وَسَارِعُوا إِلَىٰ مَغْفِرَةٍ مِّن رَّبِّكُمْ

Bersegeralah kalian untuk mendapatkan ampunan dari Rabb kalian. (QS. Ali Imran[3]:133).

Allah juga memuji orang-orang beriman karena kebiasaan mereka yang bergegas dalam melakukan kebajikan;

أُولَٰئِكَ يُسَارِعُونَ فِي الْخَيْرَاتِ وَهُمْ لَهَا سَابِقُونَ [٢٣:٦١]

Mereka itu bersegera untuk mendapatkebaikan-kebaikan, dan merekalah orang-orang yang segera memperolehnya.” (QS. Al-Mu’minun[23]:61).

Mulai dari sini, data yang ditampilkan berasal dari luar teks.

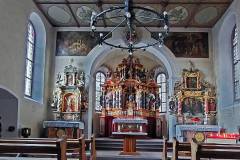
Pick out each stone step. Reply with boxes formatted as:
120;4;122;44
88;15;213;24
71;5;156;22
96;138;169;152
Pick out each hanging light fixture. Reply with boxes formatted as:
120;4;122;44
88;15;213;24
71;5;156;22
90;0;169;55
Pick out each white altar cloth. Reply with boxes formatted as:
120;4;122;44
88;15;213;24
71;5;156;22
176;125;221;141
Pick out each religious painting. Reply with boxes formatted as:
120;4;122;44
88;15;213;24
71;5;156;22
152;32;209;58
182;97;204;116
62;93;78;112
56;31;111;56
186;77;197;89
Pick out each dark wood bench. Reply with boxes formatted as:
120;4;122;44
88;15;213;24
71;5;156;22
162;138;240;160
0;137;67;160
0;135;96;160
191;140;240;160
162;137;191;160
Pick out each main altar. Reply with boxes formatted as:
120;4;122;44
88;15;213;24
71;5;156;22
100;55;163;137
43;65;87;138
169;66;218;141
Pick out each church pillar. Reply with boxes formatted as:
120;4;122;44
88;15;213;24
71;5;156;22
87;77;95;139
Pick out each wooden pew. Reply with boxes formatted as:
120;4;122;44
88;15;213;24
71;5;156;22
191;140;240;160
162;137;191;160
172;137;191;160
0;137;67;160
0;135;96;160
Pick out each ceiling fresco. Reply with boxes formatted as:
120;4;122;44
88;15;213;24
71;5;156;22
33;0;232;28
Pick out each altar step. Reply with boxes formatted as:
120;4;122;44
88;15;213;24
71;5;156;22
96;138;169;152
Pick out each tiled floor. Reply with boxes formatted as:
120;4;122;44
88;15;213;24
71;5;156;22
97;151;161;160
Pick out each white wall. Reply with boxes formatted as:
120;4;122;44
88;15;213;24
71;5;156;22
212;0;240;132
0;0;55;137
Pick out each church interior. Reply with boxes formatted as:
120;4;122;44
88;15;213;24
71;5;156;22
0;0;240;160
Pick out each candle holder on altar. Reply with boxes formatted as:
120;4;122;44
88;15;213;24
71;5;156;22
21;128;31;138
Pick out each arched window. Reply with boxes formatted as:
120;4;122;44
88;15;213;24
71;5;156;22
24;21;36;97
157;73;167;113
232;25;240;100
24;12;46;103
95;72;106;112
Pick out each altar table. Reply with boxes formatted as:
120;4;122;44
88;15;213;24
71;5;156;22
176;125;221;142
112;118;147;155
43;121;84;138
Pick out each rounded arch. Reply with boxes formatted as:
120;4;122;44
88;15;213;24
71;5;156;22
217;13;237;106
0;85;19;138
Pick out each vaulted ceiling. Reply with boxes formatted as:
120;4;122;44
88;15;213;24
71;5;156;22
33;0;232;28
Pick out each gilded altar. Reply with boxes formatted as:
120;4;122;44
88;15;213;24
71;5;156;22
100;56;163;137
43;65;87;138
172;69;217;124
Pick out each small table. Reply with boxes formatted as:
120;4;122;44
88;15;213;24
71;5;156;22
43;121;84;138
112;132;147;155
176;124;221;142
112;118;147;155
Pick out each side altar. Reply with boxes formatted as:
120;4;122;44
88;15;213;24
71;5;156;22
43;65;87;138
169;64;218;141
100;55;164;137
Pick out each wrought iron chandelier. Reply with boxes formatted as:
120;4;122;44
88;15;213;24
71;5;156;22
90;0;169;55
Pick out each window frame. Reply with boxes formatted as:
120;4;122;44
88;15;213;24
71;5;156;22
24;20;36;98
156;72;168;113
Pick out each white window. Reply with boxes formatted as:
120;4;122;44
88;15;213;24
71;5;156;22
157;73;167;113
24;22;36;97
232;25;240;100
95;72;106;112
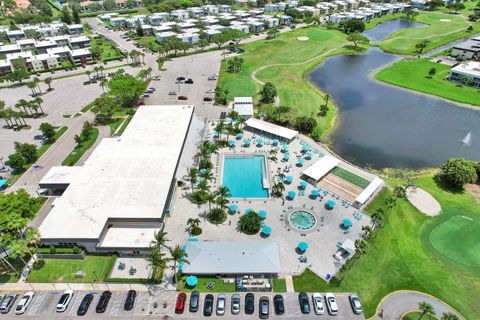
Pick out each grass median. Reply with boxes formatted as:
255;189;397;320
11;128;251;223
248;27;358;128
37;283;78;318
374;59;480;106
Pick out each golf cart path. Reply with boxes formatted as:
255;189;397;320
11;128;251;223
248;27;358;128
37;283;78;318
407;188;442;217
369;290;465;320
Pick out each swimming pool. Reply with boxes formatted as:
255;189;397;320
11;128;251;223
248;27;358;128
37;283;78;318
288;210;317;231
222;156;269;198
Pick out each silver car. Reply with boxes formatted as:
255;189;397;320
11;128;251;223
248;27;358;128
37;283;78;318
216;293;227;316
232;293;241;314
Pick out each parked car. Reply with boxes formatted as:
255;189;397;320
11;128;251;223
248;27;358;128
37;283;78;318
175;292;187;314
325;293;338;316
216;293;227;316
298;292;310;314
273;294;285;315
312;292;325;314
95;290;112;313
245;292;255;314
231;293;241;314
188;291;200;312
0;293;18;313
203;294;213;317
348;294;363;314
77;293;93;316
123;290;137;311
57;289;73;312
15;291;35;314
258;296;270;319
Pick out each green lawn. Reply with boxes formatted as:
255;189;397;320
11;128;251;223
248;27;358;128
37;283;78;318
376;12;480;55
218;27;358;137
375;59;480;106
294;177;480;319
331;167;370;188
27;256;115;283
62;128;98;166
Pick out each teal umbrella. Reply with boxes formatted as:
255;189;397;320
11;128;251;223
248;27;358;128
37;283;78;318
258;210;267;219
297;241;308;251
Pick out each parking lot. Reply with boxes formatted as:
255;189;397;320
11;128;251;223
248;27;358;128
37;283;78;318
0;291;365;319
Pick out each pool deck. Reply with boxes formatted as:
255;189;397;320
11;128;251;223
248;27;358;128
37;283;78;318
165;124;373;277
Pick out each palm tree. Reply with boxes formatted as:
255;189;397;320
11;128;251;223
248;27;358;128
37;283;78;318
168;244;190;283
418;301;435;320
150;230;172;252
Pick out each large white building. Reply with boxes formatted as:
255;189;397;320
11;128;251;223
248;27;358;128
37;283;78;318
39;105;194;254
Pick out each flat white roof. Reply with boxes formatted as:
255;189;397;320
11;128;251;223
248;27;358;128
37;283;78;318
39;105;194;240
245;118;298;140
182;240;281;274
303;154;340;181
355;177;384;204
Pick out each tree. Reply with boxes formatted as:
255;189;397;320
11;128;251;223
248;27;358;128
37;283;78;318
258;82;277;103
168;244;190;283
72;4;81;24
441;158;478;188
418;301;435;320
338;18;365;34
238;211;262;235
5;153;25;172
60;6;72;25
347;32;369;49
40;122;55;143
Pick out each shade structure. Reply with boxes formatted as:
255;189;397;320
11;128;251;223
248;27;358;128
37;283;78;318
186;276;198;287
262;226;272;235
297;241;308;251
342;219;352;228
257;210;267;219
325;200;337;208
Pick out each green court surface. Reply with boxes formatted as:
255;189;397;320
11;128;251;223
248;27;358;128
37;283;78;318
430;215;480;267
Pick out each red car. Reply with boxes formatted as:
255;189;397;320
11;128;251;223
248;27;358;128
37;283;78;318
175;292;187;314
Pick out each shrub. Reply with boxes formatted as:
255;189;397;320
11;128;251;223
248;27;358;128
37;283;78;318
238;211;262;235
207;208;227;224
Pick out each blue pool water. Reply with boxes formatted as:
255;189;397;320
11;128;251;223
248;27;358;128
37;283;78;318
222;156;268;198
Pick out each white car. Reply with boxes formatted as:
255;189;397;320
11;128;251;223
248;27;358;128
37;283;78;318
15;291;35;314
57;289;73;312
312;292;325;314
325;293;338;316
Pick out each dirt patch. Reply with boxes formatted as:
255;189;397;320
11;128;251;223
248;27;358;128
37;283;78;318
465;184;480;203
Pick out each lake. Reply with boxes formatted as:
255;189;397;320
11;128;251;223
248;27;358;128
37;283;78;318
308;19;480;168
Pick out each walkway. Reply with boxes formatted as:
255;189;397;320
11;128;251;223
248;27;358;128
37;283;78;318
370;290;465;320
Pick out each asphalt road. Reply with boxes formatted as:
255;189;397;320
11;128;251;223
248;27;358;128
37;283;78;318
0;291;365;320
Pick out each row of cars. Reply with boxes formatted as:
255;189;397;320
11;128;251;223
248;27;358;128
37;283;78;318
175;291;362;319
0;290;137;316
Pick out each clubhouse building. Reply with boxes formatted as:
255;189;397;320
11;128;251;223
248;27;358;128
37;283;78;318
39;105;194;255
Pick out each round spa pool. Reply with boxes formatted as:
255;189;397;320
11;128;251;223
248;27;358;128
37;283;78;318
288;210;317;231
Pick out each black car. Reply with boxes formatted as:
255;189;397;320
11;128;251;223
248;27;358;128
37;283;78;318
298;292;310;314
77;293;93;316
188;291;200;312
95;291;112;313
273;294;285;315
203;294;213;317
245;292;255;314
258;296;270;319
123;290;137;311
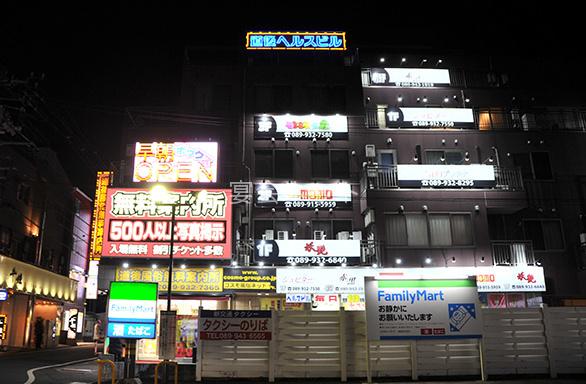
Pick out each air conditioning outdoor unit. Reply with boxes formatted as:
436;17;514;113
313;231;326;240
364;144;376;159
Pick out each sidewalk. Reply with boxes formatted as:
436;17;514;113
0;341;97;358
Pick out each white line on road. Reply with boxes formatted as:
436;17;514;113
24;357;96;384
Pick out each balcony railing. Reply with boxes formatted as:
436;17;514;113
365;108;586;131
491;241;535;265
361;165;523;191
236;239;382;266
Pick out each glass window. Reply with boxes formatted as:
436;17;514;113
254;149;273;177
311;151;330;178
330;151;350;179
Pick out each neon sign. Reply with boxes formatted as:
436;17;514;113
90;171;112;260
246;32;346;51
133;142;218;183
103;188;232;259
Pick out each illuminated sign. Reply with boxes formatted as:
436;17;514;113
365;279;482;340
386;107;474;128
199;310;272;340
370;68;450;88
254;183;352;209
116;267;222;292
254;114;348;140
397;164;496;188
103;188;232;259
90;171;112;260
107;281;158;339
246;32;346;51
0;314;8;340
133;142;218;183
224;267;277;292
254;240;360;265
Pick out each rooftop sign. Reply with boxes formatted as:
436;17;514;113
246;32;346;51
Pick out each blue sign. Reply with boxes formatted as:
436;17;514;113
108;323;156;339
246;32;346;51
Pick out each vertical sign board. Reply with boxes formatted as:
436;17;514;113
199;310;271;340
107;281;157;339
0;314;8;340
159;311;177;360
365;278;482;340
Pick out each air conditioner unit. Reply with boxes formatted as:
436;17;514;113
364;144;376;159
313;231;326;240
336;231;350;240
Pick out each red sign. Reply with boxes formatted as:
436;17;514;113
102;188;232;259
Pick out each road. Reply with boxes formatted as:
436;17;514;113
0;344;97;384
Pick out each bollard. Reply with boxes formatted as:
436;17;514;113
155;360;179;384
96;360;117;384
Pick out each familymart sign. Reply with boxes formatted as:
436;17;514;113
365;277;482;340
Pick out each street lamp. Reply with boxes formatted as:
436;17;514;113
151;185;175;311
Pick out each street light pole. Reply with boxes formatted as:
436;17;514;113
167;204;177;311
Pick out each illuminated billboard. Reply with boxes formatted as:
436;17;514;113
90;171;112;260
370;68;450;88
386;107;475;128
102;188;232;259
246;32;346;51
254;183;352;209
132;141;218;183
254;114;348;140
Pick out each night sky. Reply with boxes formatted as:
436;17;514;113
0;1;586;195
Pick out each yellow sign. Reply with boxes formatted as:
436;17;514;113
116;268;223;292
90;171;112;260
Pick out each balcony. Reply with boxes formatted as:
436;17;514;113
360;165;523;192
491;240;536;266
365;108;586;131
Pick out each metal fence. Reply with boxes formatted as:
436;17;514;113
361;165;524;191
365;108;586;131
197;307;586;381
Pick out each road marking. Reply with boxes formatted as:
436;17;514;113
24;357;96;384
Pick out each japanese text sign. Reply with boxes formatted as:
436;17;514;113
246;32;346;51
103;188;232;259
365;278;482;340
116;267;222;292
133;142;218;183
107;281;158;339
254;114;348;140
199;310;271;340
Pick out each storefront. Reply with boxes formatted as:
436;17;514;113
0;256;77;347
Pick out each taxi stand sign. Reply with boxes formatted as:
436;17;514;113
107;281;158;339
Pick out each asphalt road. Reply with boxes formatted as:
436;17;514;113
0;344;97;384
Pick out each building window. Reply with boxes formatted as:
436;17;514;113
311;150;350;179
523;219;565;251
425;149;464;165
254;149;293;179
386;213;474;248
512;152;553;180
16;183;31;205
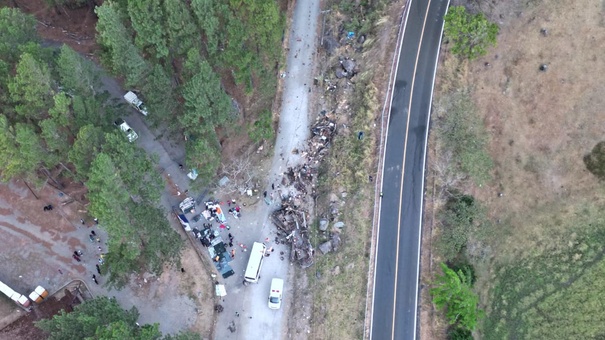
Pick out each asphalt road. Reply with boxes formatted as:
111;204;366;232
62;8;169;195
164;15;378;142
370;0;449;340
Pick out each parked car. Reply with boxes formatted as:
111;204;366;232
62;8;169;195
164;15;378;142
113;118;139;143
124;91;147;116
269;278;284;309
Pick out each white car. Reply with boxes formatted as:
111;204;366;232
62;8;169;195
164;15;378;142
113;118;139;143
124;91;147;116
269;279;284;309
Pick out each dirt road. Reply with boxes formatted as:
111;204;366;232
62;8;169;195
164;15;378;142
215;0;320;339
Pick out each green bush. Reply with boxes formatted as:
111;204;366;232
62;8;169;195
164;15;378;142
443;6;500;60
584;142;605;180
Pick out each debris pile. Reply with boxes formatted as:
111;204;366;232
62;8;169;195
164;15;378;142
271;115;338;268
271;205;315;268
334;58;358;79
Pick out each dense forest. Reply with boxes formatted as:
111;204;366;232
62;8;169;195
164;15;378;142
0;0;284;288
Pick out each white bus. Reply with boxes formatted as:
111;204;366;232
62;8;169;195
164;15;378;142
244;242;267;283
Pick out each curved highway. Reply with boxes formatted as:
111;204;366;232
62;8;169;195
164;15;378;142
370;0;449;340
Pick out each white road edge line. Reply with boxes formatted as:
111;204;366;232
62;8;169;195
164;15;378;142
366;0;413;340
414;0;450;339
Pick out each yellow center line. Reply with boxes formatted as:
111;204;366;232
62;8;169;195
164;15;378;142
391;0;431;339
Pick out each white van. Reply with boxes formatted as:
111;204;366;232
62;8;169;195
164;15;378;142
269;278;284;309
244;242;267;283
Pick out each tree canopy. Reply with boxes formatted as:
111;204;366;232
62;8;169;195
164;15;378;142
443;6;500;59
35;296;200;340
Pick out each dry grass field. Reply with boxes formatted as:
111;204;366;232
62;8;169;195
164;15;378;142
423;0;605;339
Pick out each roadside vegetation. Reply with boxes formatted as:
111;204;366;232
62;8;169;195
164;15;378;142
429;1;605;339
95;0;285;182
308;1;401;339
36;297;200;340
443;6;500;60
429;6;498;339
0;8;182;288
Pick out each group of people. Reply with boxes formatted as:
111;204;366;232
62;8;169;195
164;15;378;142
229;206;242;218
71;250;82;262
88;230;101;243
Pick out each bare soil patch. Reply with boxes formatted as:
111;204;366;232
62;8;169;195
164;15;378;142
9;0;102;56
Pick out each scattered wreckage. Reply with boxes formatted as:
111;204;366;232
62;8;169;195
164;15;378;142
271;115;340;268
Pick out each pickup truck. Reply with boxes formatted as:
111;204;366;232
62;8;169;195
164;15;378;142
124;91;147;116
113;118;139;143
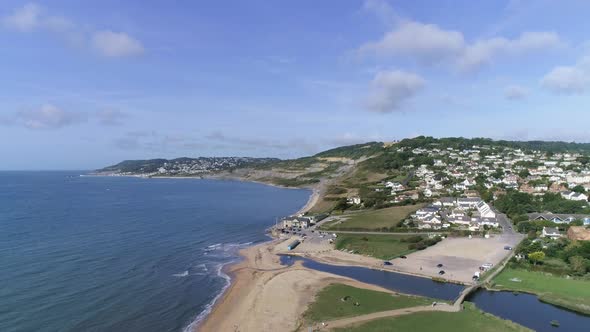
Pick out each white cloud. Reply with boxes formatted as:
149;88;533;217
358;12;563;71
0;3;75;32
360;22;465;62
367;70;426;113
0;104;128;129
96;109;128;126
12;104;87;129
457;32;562;71
363;0;401;25
92;30;144;57
541;65;590;94
504;85;529;100
2;3;41;31
0;3;144;57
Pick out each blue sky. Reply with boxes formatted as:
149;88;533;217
0;0;590;169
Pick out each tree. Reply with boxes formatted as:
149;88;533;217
569;256;588;275
518;168;531;179
528;251;545;265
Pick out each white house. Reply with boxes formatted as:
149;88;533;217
561;191;588;201
475;201;496;218
346;196;361;205
541;227;561;239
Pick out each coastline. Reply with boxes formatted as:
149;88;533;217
194;239;416;331
188;183;320;332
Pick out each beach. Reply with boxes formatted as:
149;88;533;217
199;240;402;331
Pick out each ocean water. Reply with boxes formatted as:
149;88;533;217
0;172;310;332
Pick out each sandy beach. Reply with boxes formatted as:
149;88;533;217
195;240;408;332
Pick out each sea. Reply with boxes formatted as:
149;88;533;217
0;171;311;332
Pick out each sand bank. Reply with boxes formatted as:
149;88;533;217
195;241;400;331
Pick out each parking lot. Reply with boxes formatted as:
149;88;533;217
394;234;520;283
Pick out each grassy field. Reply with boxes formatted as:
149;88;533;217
336;234;413;260
494;268;590;314
322;204;423;231
303;284;434;323
336;302;531;332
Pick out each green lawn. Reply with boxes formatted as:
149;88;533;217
336;302;530;332
494;268;590;314
336;233;414;260
303;284;434;323
322;204;424;230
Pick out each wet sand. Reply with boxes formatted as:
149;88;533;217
195;240;404;331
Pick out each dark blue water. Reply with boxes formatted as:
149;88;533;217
281;256;464;301
0;172;309;332
468;290;590;332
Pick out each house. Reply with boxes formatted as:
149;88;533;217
479;218;500;227
475;201;496;218
457;197;481;209
527;213;590;225
567;226;590;241
385;181;404;192
432;197;455;207
346;196;361;205
422;214;442;224
561;191;588;201
416;205;440;220
447;216;471;226
541;227;561;239
283;217;314;228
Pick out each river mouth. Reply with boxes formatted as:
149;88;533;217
280;255;590;332
280;255;465;302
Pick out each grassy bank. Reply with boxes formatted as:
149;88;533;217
322;204;423;231
493;268;590;314
336;302;530;332
336;234;414;260
303;284;434;323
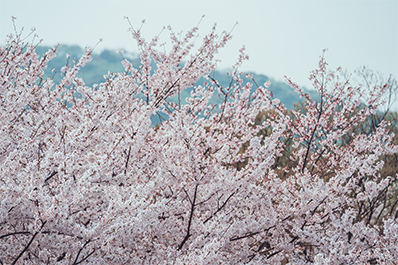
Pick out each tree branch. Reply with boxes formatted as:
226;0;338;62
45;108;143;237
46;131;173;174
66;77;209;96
178;184;198;250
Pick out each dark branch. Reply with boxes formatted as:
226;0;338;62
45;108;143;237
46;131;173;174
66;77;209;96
178;184;198;250
11;221;47;265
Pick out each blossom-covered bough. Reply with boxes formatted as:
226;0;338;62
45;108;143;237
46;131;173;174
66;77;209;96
0;18;398;264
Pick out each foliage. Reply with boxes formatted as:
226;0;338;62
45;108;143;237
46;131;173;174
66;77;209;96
0;19;398;264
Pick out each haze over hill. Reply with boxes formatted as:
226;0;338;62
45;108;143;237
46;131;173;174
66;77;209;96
36;45;316;108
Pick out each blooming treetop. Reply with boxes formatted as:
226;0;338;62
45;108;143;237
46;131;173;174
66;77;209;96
0;18;398;264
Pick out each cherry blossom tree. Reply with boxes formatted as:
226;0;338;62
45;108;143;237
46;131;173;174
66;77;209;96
0;18;398;264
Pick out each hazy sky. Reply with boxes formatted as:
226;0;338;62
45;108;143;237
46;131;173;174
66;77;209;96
0;0;398;86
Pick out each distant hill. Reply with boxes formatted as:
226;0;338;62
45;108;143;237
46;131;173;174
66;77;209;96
36;45;317;108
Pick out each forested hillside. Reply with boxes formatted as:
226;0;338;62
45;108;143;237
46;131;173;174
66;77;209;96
36;45;317;109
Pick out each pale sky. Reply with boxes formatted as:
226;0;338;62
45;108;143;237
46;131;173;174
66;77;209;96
0;0;398;89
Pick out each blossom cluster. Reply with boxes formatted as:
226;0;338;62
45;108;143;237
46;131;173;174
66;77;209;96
0;20;398;264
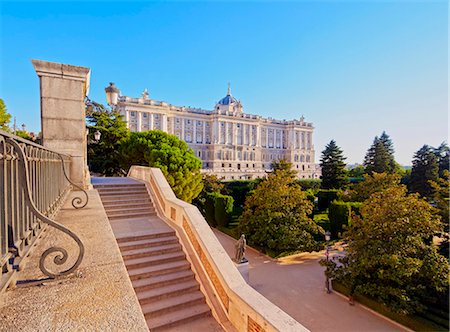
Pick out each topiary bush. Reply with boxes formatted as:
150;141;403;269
328;201;351;237
214;193;234;227
204;192;217;227
317;189;340;211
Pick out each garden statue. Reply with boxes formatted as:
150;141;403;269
234;234;248;264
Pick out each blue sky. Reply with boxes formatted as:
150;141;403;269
0;1;448;164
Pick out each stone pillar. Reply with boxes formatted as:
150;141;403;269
192;120;197;144
32;60;91;189
161;114;169;133
202;121;206;144
136;111;142;132
181;118;186;141
125;111;130;129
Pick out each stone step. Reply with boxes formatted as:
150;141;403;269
128;260;191;280
131;270;195;292
100;193;150;204
99;189;148;198
107;211;156;220
122;243;182;260
136;279;200;306
104;201;155;211
117;229;178;243
147;304;211;332
95;184;146;193
94;183;145;189
105;206;156;217
125;251;186;269
117;235;178;252
141;291;205;318
102;198;153;209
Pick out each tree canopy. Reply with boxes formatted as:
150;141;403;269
364;131;398;174
342;172;400;202
409;145;439;197
320;140;347;189
119;130;203;203
434;142;450;177
86;103;129;176
238;169;323;254
0;99;11;131
331;186;449;314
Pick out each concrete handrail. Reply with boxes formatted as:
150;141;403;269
128;166;308;332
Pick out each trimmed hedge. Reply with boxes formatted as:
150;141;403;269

Namun, kalau tidak sempat mengqadha, entah karena sakit, nifas, safar, atau udzur yang masih berlanjut maka diberi kelonggaran untuk mengakhirkan qadha hingga bulan Sya’ban. Persoalannya adalah bagaimana jika memasuki bulan Ramadhan, dan belum mengqadha puasa pada Ramadhan yang lalu? Tulisan ini akan menguraikan secara singkat persoalan utang puasa yang belum diqadha, lalu masuk lagi bulan Ramadhan.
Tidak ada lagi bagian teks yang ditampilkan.